Mas o que tivemos conhecimento esta semana é de uma gravidade sem paralelo: uma vogal da Comissão Técnica Independente, é sócia e ex-administradora de uma empresa a quem foi atribuído um ajuste direto de mais de 200 mil euros.
A Comissão Técnica Independente veio defender-se, dizendo que vogal não está envolvida neste ajuste e que o seu grupo de trabalho não comunica com esta empresa. Não sei qual é a veracidade desta informação e muito sinceramente não a acho sequer relevante.
Em nenhuma circunstância este ajuste é aceitável, não respeita princípios de transparência e coloca completamente em causa a idoneidade de toda esta Comissão.
Para piorar a situação, nenhum destes contratos tinha sido publicado quer no Portal Base quer no site da Comissão. Mais uma situação que causa desconfiança e mina a credibilidade do processo.
A criação desta Comissão obedecia a duas premissas base: a primeira é que tinha de ser técnica, a segunda, que tinha de ser independente. Ambos os pressupostos estão postos em causa.
Não houve um único estudo atribuído a uma instituição internacional ou sequer levado a concurso. Foram todos adjudicados por ajuste direto e muitos a instituições com relação com os membros da Comissão Técnica Independente.

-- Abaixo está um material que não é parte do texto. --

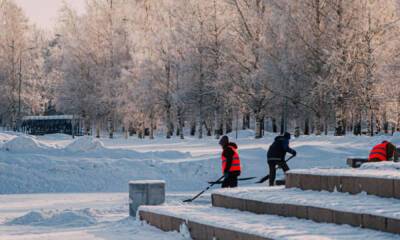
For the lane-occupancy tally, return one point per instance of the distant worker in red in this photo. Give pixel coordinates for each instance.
(385, 151)
(230, 163)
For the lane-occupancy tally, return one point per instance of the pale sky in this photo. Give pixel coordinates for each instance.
(44, 12)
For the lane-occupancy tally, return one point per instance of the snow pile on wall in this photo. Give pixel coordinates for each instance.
(381, 166)
(24, 144)
(4, 137)
(85, 144)
(66, 218)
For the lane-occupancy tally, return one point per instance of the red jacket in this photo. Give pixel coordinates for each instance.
(230, 159)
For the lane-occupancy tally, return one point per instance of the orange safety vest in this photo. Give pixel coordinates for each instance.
(379, 152)
(235, 161)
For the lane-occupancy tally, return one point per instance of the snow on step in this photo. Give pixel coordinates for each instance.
(373, 170)
(359, 203)
(340, 208)
(379, 182)
(206, 222)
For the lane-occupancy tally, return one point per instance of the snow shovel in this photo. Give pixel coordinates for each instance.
(239, 179)
(200, 193)
(277, 167)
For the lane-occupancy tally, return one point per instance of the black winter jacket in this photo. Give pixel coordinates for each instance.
(228, 154)
(279, 148)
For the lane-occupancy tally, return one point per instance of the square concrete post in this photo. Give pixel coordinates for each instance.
(146, 192)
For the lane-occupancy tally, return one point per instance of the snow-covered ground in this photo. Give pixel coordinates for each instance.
(56, 163)
(83, 183)
(82, 216)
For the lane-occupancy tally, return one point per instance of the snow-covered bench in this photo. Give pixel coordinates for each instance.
(356, 162)
(145, 192)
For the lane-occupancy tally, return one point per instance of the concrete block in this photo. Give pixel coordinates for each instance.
(393, 225)
(246, 236)
(310, 182)
(154, 220)
(386, 187)
(225, 234)
(349, 185)
(292, 180)
(256, 207)
(295, 211)
(377, 186)
(396, 186)
(374, 222)
(216, 200)
(197, 231)
(176, 223)
(330, 183)
(165, 223)
(236, 203)
(145, 193)
(320, 214)
(356, 162)
(353, 219)
(274, 208)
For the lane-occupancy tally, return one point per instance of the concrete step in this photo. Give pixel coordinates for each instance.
(360, 210)
(374, 182)
(206, 223)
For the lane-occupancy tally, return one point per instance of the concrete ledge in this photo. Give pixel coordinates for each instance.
(356, 162)
(198, 231)
(317, 214)
(150, 192)
(382, 187)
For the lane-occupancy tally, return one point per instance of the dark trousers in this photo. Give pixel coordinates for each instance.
(272, 169)
(230, 181)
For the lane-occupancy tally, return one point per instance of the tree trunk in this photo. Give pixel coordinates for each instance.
(259, 120)
(246, 121)
(193, 128)
(274, 126)
(307, 126)
(229, 121)
(97, 129)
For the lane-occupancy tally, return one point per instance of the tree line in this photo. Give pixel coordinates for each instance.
(207, 67)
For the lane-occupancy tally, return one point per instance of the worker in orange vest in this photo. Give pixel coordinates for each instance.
(384, 151)
(230, 163)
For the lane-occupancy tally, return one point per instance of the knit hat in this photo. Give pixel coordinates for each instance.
(224, 141)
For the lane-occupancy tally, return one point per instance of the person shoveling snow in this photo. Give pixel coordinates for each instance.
(230, 162)
(276, 157)
(385, 151)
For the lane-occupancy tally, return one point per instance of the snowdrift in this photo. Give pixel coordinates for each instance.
(85, 144)
(381, 166)
(24, 144)
(65, 218)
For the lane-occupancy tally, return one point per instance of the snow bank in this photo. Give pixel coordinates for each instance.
(381, 165)
(85, 144)
(4, 137)
(65, 218)
(345, 202)
(242, 134)
(24, 144)
(268, 226)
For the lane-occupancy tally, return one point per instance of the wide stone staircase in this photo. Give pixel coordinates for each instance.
(314, 204)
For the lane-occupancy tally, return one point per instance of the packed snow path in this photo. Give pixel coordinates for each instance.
(359, 203)
(82, 216)
(56, 163)
(269, 226)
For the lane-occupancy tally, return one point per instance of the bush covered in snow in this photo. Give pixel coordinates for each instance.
(24, 144)
(66, 218)
(381, 166)
(85, 144)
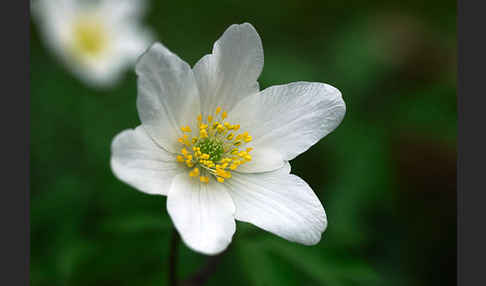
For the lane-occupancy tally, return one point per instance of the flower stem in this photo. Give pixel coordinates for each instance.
(174, 246)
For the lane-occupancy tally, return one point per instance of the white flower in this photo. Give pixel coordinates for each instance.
(96, 40)
(218, 147)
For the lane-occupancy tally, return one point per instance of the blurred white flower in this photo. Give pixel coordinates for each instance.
(97, 40)
(218, 147)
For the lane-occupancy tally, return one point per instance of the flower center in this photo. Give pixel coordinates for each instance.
(215, 150)
(89, 36)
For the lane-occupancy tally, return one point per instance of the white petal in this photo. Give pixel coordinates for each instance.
(263, 160)
(290, 118)
(230, 73)
(280, 203)
(167, 95)
(139, 162)
(202, 213)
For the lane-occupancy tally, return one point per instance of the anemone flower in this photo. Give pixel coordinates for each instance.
(218, 147)
(96, 40)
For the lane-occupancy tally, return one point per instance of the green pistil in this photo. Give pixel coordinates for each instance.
(213, 147)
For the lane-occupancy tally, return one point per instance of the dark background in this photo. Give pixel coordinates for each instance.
(386, 176)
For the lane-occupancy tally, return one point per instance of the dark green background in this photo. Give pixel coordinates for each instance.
(386, 176)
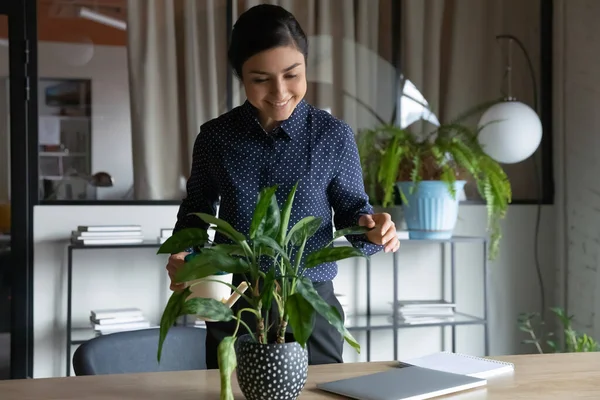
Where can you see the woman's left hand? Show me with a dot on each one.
(383, 230)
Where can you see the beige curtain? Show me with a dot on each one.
(345, 43)
(450, 53)
(177, 76)
(178, 66)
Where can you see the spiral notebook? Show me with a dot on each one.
(462, 364)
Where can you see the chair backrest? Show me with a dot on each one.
(135, 351)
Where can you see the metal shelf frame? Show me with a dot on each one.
(371, 322)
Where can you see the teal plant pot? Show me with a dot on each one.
(431, 212)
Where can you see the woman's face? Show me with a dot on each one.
(275, 82)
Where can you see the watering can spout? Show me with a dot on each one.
(235, 296)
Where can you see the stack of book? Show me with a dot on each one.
(117, 320)
(107, 234)
(424, 312)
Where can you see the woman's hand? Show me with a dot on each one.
(175, 262)
(383, 230)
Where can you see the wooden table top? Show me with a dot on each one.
(551, 376)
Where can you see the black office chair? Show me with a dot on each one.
(135, 351)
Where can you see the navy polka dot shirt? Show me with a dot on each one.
(234, 158)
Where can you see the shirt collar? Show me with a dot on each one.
(292, 126)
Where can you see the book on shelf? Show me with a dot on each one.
(424, 311)
(107, 234)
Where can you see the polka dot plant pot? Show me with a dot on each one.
(271, 371)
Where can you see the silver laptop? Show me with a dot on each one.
(402, 383)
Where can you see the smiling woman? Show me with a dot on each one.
(272, 68)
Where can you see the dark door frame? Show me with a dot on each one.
(22, 39)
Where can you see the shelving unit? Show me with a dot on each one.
(82, 335)
(376, 322)
(65, 151)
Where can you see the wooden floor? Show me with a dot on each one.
(4, 355)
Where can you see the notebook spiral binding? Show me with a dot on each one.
(480, 358)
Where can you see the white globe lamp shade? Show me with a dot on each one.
(510, 132)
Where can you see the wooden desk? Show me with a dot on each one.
(556, 376)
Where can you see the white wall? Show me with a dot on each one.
(577, 95)
(106, 66)
(136, 277)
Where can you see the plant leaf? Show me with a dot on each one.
(223, 227)
(227, 364)
(210, 262)
(353, 230)
(266, 217)
(207, 308)
(301, 316)
(170, 314)
(330, 313)
(330, 254)
(270, 243)
(304, 228)
(285, 215)
(184, 239)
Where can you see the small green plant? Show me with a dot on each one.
(283, 284)
(574, 342)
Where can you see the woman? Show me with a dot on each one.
(275, 137)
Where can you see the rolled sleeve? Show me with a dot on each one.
(347, 194)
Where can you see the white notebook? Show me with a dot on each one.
(462, 364)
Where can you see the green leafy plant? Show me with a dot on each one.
(450, 152)
(574, 342)
(283, 285)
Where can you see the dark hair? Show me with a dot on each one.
(261, 28)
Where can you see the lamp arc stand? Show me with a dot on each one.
(514, 39)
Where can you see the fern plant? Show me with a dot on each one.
(448, 153)
(574, 342)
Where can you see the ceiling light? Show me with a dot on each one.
(102, 19)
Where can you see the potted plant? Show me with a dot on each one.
(428, 169)
(265, 361)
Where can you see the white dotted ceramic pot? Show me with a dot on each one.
(271, 371)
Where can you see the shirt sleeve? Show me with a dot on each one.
(347, 194)
(202, 188)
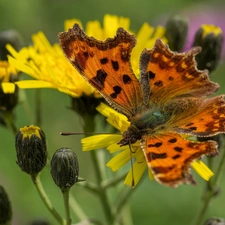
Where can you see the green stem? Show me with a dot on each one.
(89, 186)
(113, 181)
(66, 205)
(38, 185)
(38, 107)
(211, 190)
(102, 191)
(123, 199)
(77, 209)
(89, 126)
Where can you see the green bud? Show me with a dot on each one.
(210, 38)
(215, 221)
(31, 149)
(8, 101)
(64, 168)
(176, 32)
(5, 207)
(11, 37)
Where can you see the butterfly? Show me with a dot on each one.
(168, 101)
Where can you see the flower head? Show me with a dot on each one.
(47, 64)
(31, 150)
(110, 141)
(8, 74)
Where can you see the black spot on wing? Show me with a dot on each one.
(115, 65)
(99, 80)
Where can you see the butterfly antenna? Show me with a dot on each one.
(81, 133)
(131, 163)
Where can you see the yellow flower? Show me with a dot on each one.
(47, 64)
(125, 154)
(8, 74)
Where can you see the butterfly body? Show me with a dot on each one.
(168, 101)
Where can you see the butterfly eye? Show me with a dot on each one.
(83, 48)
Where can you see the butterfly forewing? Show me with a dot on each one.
(174, 74)
(106, 66)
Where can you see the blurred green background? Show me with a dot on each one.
(151, 203)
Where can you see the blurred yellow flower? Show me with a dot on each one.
(8, 74)
(109, 141)
(47, 64)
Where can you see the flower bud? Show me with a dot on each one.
(215, 221)
(39, 222)
(64, 168)
(31, 149)
(176, 32)
(5, 207)
(210, 38)
(11, 37)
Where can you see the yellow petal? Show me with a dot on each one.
(99, 141)
(115, 147)
(135, 176)
(26, 84)
(119, 160)
(202, 169)
(8, 88)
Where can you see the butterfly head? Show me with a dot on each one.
(130, 136)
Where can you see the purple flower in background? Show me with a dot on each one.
(204, 15)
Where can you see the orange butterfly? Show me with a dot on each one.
(167, 101)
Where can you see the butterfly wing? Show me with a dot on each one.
(106, 66)
(171, 74)
(169, 157)
(205, 117)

A credibilidade da Comissão Técnica Independente está posta em causa. Há desconfiança nos processos, nas adjudicações e nas metodologias.
A Comissão devia ser o bastião da objetividade técnica e da transparência, mas transformou-se num viveiro de casos, de desconfiança e de opacidade.
A confiança perdida é muito difícil de ser recuperada, porém é obrigação da Comissão Técnica Independente tomar medidas proativas para reafirmar a sua independência e restaurar a fé no seu trabalho.
Tem essa obrigação, não só para com este dossier, mas para com todos os futuros investimentos estratégicos que necessitarão de comissões similares e que não podem ter início com o manto da desconfiança herdada desta Comissão.